It’s safe to say at this point Marvel is on a roll with their movies, and Thor: The Dark World is no exception. The second solo outing for the Mighty Avenger tells a great story, uninhibited by the small budget and need for S.H.I.E.L.D.-fronted world-building that made the first movie drag. There’s a lot more to love this time out, and I mean literally a LOT– the film does a great job of tying together multiple stories and a huge group of new and returning characters, giving each one a chance to shine while not slowing down the forward momentum.
What both Thor movies get right, more than anything else, is the casting. Once again, Chris Hemsworth and Tom Hiddleston give character-defining performances as Thor and his sinister brother Loki. It’s uncanny how comfortable both these actors are in their super-powered skins, and rarely have we seen any actor embody the essence of a character so perfectly as this pair.
The rest of the cast is equally great, especially Natalie Portman, who brings such an energy and vibrance to Jane Foster that you can instantly understand why Thor would be so smitten with this mortal, while also proving she’s more than up for the challenge of standing shoulder-to-shoulder with these Gods. Kat Dennings’ Darcy and Stellan Skarsgård’s Selvig are also back, adding some meat to their mostly comic relief roles. Jaimie Alexander shines in her brief turn as Lady Sif, proving she has more to her than some serious fighting skills, and the Warriors Three (including Zach Levi taking over as a much more dashing Fandral) appear more badass than ever, each getting their own cool character beat.
The plot this time is also improved, making great use of the increased production budget by setting as little of the story on Earth as possible. Gone are the Dutch angle shots of a CGI Asgard, replaced with great, otherworldly sets that make the realm of Odin look like a bustling place where people actually live. We also get glimpses of some of the other Nine Realms, as well as the desolate wasteland that was once the home of the Dark Elves, and each setting has a unique look and feel that remain very faithful to their fantastical comic book-y roots. There’s a simple thrill to seeing these really out-there, fantasy based elements in a comic book adaptation, showing just how far Marvel is willing to take their cinematic universe.
Adding to the fantasy appeal of The Dark World are a number of sci-fi tropes, from Star Wars-esque dogfights on Asgard, to singularity-generating grenades. They are great choices that serve Thor’s description of his home as being a world where science and magic co-exist, and they help to open up our expectations for the likelihood that next year’s Guardians of the Galaxy will be even less tied to reality (something the post-credits teaser only emphasizes).

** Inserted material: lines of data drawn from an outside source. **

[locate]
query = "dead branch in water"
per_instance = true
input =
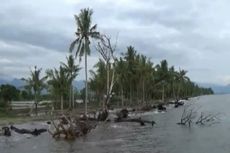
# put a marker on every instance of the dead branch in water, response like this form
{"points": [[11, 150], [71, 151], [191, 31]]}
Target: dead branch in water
{"points": [[189, 116], [71, 128]]}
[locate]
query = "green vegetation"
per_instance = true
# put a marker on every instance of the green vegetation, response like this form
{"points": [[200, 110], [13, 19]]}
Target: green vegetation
{"points": [[125, 80]]}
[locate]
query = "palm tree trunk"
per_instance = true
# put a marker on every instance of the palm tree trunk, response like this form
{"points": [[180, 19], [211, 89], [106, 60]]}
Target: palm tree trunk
{"points": [[73, 97], [122, 97], [143, 91], [163, 94], [70, 97], [62, 103], [36, 104], [86, 85]]}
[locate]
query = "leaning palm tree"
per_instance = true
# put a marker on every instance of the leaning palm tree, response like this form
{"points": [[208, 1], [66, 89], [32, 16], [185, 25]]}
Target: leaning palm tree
{"points": [[72, 70], [85, 32], [181, 78], [58, 81], [36, 84]]}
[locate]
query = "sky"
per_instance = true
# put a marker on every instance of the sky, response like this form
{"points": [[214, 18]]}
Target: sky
{"points": [[191, 34]]}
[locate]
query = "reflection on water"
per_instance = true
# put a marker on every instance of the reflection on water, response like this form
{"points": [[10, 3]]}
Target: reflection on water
{"points": [[165, 137]]}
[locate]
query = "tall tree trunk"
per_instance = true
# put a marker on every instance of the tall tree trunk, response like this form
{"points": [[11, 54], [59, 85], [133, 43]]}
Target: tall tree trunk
{"points": [[143, 92], [70, 93], [86, 84], [73, 101], [122, 97], [62, 103], [36, 103], [163, 94]]}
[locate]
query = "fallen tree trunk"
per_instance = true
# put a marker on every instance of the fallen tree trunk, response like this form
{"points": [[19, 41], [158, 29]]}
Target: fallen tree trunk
{"points": [[71, 128], [34, 132], [136, 120]]}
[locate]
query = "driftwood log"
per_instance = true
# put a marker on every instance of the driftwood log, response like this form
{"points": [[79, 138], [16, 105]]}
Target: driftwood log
{"points": [[122, 116], [34, 132], [71, 128]]}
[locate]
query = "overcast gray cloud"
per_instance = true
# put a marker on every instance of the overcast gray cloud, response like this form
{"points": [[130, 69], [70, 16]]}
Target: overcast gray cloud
{"points": [[191, 34]]}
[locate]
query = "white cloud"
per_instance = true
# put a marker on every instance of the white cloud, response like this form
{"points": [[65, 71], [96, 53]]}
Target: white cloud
{"points": [[192, 34]]}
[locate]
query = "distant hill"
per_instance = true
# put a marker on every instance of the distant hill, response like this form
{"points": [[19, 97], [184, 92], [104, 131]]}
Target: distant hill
{"points": [[79, 84], [218, 89], [20, 84]]}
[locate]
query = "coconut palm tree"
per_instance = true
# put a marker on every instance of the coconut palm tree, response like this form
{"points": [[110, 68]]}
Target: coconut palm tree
{"points": [[36, 83], [181, 78], [59, 83], [85, 32], [72, 70]]}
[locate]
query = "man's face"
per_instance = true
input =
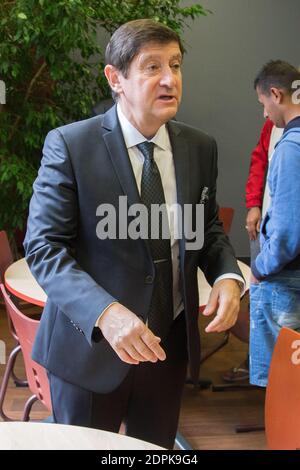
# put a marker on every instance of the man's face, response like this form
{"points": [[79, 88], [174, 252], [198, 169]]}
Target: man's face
{"points": [[272, 105], [151, 93]]}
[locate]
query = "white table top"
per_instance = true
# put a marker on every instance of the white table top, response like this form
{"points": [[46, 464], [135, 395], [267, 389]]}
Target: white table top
{"points": [[20, 281], [38, 436]]}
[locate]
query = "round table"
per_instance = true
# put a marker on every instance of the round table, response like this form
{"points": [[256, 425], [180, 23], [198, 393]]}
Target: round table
{"points": [[46, 436], [20, 282]]}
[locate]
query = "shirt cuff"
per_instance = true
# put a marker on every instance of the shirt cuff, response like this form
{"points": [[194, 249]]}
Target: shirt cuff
{"points": [[236, 277], [97, 321]]}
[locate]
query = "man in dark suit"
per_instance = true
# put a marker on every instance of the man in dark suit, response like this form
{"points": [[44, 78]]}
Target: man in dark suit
{"points": [[120, 323]]}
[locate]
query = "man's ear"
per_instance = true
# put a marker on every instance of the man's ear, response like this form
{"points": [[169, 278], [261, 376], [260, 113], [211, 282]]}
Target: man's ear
{"points": [[277, 95], [113, 77]]}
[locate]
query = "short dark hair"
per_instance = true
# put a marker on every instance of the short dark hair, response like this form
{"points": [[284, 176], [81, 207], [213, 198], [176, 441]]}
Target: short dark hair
{"points": [[276, 73], [127, 41]]}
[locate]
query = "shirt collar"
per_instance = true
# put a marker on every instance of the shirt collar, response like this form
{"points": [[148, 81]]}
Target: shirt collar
{"points": [[293, 123], [133, 137]]}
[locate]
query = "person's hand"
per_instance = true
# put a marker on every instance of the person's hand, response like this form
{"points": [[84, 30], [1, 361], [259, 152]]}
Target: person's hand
{"points": [[253, 220], [253, 279], [224, 299], [129, 337]]}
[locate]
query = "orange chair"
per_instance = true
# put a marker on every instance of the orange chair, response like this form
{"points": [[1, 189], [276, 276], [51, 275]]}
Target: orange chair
{"points": [[26, 329], [282, 406], [226, 216]]}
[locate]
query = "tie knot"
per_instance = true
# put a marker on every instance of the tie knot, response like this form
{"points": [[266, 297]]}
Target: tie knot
{"points": [[147, 149]]}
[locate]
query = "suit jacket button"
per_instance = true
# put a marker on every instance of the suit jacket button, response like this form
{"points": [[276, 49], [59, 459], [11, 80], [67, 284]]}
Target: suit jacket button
{"points": [[149, 279]]}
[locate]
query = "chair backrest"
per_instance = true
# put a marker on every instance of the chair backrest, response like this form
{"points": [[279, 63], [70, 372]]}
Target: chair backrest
{"points": [[6, 256], [26, 329], [282, 407], [226, 216]]}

The new villains, the afformentioned Dark Elves and their leader Malekith, pose a considerable threat, and while they are never really developed as full-on characters, their motivation (their world was destroyed, so they want to return the favor to the Nine Realms) is simple and menacing enough to keep the stakes high as the action builds.
And does it build! There is more action, and of a larger scale, than anything else we’ve seen in the Marvel cinematic universe in this film, and like The Avengers, the action still manages to remain doggedly informative of who these characters are. It all builds to one of the better end fights we’ve seen yet from Marvel Studios, an energetic, realm-tripping slugfest between Thor and Malekith, while pretty much everybody else works together to control the impact of that fight and prevent the apocalypse from destroying everything.
Everything in this movie is well shot and well crafted by new director Alan Taylor, feeling like a true step up from the flawed original movie. While I liked that first film quite a bit, a recent rewatch showed its obvious seams, once you get past the excellent performances of the leads. Thor: The Dark World feels like a movie worthy of actors and characters like these, and it’s a total blast watching both the smart, multi-layered plot rocket forward, and these great characters interact around it.
Marvel’s Phase Two is now officially two-for-two, and Thor: The Dark World continues the trend started in Iron-Man Three to serve as both a continuation of Thor’s solo story, AND a direct follow-up to The Avengers. I’ve known for a long time now that I am dying to know where The Avengers: Age of Ultron takes us, but after a movie this good– and intriguing, character-based reveals like those in The Dark World– I find myself just as excited to revisit Thor on another solo adventure as soon as possible.